Quoi qu'il en soit, les enquêteurs perdent alors sa trace.
Seule certitude : des papiers d'identité à son nom ont été présentés le 14 novembre aux gendarmes français lors d'un "simple" contrôle routier matinal à Cambrai sur la route de la Belgique.
Ce n'est que plus tard que les gendarmes apprendront qu'il est recherché. Trop tard, il est sans doute dans la nature, peut-être à Molenbeek, fief des frères Abdeslam qui y tenaient un bar. Des opérations policières sont menées dans ce quartier populaire de Bruxelles, en vain.
Foot, bière et boîte de nuit
Un employé de métro explique aux gens en dehors d'une station de métro fermée à Bruxelles, capitale de la Belgique, le 21 novembre. |
Photo : Xinhua/VNA/CVN |
Ses deux complices présumés sont toutefois arrêtés dans cette commune dont sont originaires de nombreux jihadistes francophones. Tous deux étaient dans la Golf contrôlée à Cambrai.
En garde à vue, ils disent avoir déposé ce suspect-clé le 21 novembre dans Bruxelles. Problème : ils donnent des lieux différents.
Depuis, le portrait de Salah, traqué par toutes les polices d'Europe, tourne en boucle : 1,75 m, yeux marrons, teint mat, rasé de près et cheveux gominés. Avec cette précision: "individu dangereux". Et plusieurs témoignages non confirmés ont fait état de sa présence à Bruxelles, selon les médias belges.

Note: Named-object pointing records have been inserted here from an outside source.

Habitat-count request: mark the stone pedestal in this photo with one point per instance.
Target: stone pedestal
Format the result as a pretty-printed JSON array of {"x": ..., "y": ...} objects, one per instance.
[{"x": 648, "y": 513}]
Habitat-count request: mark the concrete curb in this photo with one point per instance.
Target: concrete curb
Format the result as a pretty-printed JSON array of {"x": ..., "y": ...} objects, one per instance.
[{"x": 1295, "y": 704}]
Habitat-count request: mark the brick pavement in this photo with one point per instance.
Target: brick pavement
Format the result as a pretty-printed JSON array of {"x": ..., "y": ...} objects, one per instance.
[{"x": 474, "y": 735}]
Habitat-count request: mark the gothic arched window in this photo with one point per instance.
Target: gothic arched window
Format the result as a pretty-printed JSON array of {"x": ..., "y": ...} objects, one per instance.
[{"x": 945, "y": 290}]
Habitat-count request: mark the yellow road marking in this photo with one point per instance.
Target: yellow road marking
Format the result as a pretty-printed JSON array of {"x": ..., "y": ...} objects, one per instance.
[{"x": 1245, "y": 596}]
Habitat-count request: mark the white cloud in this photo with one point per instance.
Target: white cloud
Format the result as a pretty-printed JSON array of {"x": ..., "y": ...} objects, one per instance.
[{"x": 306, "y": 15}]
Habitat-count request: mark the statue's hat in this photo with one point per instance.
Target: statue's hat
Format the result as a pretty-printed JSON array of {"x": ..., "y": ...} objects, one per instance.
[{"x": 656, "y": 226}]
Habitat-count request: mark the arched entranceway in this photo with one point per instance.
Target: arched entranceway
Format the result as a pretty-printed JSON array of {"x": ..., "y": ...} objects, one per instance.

À Molenbeek, le jeune homme, décrit comme coquet, n'a pourtant jamais donné l'image d'un islamiste radical candidat au jihad. C'est même tout le contraire, selon des habitants rencontrés sur place: Brahim et Salah étaient "de gros buveurs, de gros fumeurs (de cannabis), mais pas des radicalisés", assure Youssef, de la même génération. "Ils aimaient le foot, sortaient en boîte, revenaient avec des filles...", abonde Jamal, éducateur et copain des frères Abdeslam.
Puis explique-t-il, viennent "les mauvaises rencontres, au mauvais moment". Vols, trafic de drogue et la prison en 2010 pour Salah après un braquage, dans lequel le nom d'Abdelhamid Abaaoud, organisateur présumé des attentats parisiens également originaire de Molenbeek, est aussi cité.
C'est probablement derrière les barreaux qu'Abaaoud, tué mercredi par la police française, a pu lui enseigner "la théologie de la dissimulation pour contourner les services de sécurité et la surveillance du renseignement", décrypte Mathieu Guidère, expert français du terrorisme.
Début 2015, les frères Abdeslam, déjà radicalisés, avaient été interrogés par la police belge, soupçonnés de vouloir se rendre en Syrie, mais ils avaient été relâchés, faute de "signe d'une possible menace".